No Escape From Reality

No Escape From RealityNo Escape From Reality

Tehran residents snapped back to reality on Tuesday when they noticed a palpable drop in air quality following two surprisingly pollution-free days.

While the drop was expected, it reminded the more than 10 million people living in the overcrowded capital that the air quality in Tehran by default is bad, with intermittent clean days.

After more than three weeks of non-stop toxic pollution and thick smog, air quality began to improve on Friday and reached an exceptionally low index of 43 on Monday — the lowest it has been for months.

But things took a turn for the worst on Tuesday, and as of Wednesday morning, Tehran’s air quality was 78 — 22 points off the minimum threshold for “unhealthy” air quality based on the World Health Organization standards.

According to experts, Tehran’s road network has place for 2 million vehicles; less than half the number that presently crisscross the streets of the permanently polluted city. And their numbers are growing at terrible speed, mostly with domestically-made gas-guzzlers.

Furthermore, the city’s woefully underdeveloped public transportation has long been the subject of criticism because it has failed to keep pace with the population boom, which has quadrupled in less than four decades.

However, Tehran Mayor Mohammad Baqer Qalibaf dismisses claims that his office is to blame for the sorry state of public transportation, instead shifting the blame on past and present governments which did not (and have not) provided the municipality with funds needed to renovate the aging fleet of buses and expand the network.

Clunkers way past their acceptable service life clutter city streets and are said to be responsible for a staggering 80% of Tehran’s pollution.

What’s interesting is that the taxis, which hardly account for 2% of the public transportation fleet, contribute a whopping 18% to the air pollution.
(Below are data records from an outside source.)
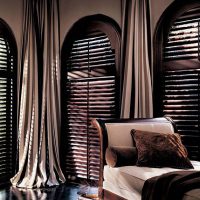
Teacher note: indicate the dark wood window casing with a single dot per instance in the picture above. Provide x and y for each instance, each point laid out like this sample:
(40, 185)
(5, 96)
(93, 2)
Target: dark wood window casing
(8, 103)
(177, 72)
(90, 65)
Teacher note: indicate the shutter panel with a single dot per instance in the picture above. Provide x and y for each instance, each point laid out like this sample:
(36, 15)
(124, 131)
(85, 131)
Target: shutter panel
(91, 93)
(6, 110)
(181, 102)
(181, 79)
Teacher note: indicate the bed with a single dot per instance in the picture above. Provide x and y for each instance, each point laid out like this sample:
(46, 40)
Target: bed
(126, 182)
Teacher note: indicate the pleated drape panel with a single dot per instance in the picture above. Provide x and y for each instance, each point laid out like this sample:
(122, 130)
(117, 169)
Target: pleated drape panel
(39, 97)
(137, 85)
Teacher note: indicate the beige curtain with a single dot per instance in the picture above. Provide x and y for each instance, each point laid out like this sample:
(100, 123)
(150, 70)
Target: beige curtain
(39, 107)
(136, 41)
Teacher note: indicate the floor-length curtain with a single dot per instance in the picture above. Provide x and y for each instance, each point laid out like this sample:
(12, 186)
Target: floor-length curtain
(136, 41)
(39, 106)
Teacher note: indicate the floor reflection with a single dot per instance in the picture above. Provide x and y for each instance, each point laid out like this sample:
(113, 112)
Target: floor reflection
(67, 192)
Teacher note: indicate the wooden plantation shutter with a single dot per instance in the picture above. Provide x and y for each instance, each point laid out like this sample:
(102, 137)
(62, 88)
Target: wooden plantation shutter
(7, 105)
(181, 78)
(91, 93)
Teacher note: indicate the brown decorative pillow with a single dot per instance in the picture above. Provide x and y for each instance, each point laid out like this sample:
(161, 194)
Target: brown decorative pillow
(160, 150)
(117, 156)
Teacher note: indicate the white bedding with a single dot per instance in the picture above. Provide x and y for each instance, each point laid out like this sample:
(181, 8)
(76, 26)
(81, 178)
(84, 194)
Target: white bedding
(128, 181)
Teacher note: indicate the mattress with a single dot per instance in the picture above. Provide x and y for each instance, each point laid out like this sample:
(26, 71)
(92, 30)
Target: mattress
(131, 178)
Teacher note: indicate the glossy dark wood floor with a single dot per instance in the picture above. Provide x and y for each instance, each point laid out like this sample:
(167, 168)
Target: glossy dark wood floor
(67, 192)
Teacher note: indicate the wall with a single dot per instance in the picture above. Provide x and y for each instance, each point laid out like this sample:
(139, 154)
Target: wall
(73, 10)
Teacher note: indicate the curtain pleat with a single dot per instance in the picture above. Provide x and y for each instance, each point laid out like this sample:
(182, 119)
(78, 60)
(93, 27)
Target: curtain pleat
(39, 108)
(137, 88)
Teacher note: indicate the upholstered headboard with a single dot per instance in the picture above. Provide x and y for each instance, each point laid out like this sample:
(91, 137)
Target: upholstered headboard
(117, 132)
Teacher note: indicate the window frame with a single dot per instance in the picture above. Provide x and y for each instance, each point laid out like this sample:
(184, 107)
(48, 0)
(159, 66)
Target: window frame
(82, 27)
(174, 11)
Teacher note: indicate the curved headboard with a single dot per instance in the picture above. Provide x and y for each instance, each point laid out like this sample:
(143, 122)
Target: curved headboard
(111, 130)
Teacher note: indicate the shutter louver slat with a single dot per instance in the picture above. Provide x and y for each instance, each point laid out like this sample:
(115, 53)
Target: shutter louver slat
(91, 92)
(183, 39)
(181, 102)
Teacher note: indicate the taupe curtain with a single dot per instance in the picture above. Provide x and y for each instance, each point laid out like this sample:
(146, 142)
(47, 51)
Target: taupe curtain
(136, 54)
(39, 99)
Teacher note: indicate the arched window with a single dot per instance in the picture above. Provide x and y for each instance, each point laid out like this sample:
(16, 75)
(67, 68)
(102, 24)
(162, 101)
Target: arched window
(177, 71)
(8, 66)
(90, 64)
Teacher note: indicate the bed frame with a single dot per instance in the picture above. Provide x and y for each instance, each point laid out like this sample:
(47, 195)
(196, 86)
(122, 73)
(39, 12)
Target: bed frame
(100, 126)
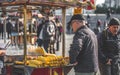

Qalibaf has also drawn the ire of city councilors and environmentalists for allowing unrestrained construction of high-rises in and around the metropolis that once was the pride of the nation with a population of three million (1979). It has been established beyond an element of doubt that the hundreds of towers and skyscrapers, especially along the western flank, block the winds of pivotal importance to drive away the dirty air and smog.

Buildings exert a powerful frictional drag on air moving over and around them. This creates turbulence and can cause rapid and abrupt changes in wind direction and speed.

The main reason behind Tehran’s two pollution-free days was the strong winds that probably miraculously weaved their way through the maze of steel and concrete towers that have understandably given Tehran a bad name.

“Wind speeds averaged nine meters per second on Sunday and Monday, but now it is barely  3 m/s, which explains the rise in pollutant levels,” Majid Azadi, a project leader at the Atmospheric Science and Meteorological Research Center in Tehran, told IRNA.

Accounting for atmospheric changes, Tehran’s air quality is expected to remain low and may even deteriorate further until Friday weekend. “However, things should improve come Saturday,” he said.

Experts are of the opinion that years of negligence and mismanagement has left Tehran in dire straits.

Quite literally, little about development in the chaotic capital is or has been sustainable. Tehran is located in a valley surrounded by towering mountains which act as natural barriers against winds and enhance the strength of temperature inversion — when cold air underlies warmer air during winter, trapping pollutants within city limits that form thick smog.

Maybe if past and present city and environmental officials along with urban planners had some vision in issuing construction permits, given the challenges posed by the city’s topography, Tehran residents would not now be filling their lungs with more than their daily quota of toxic air.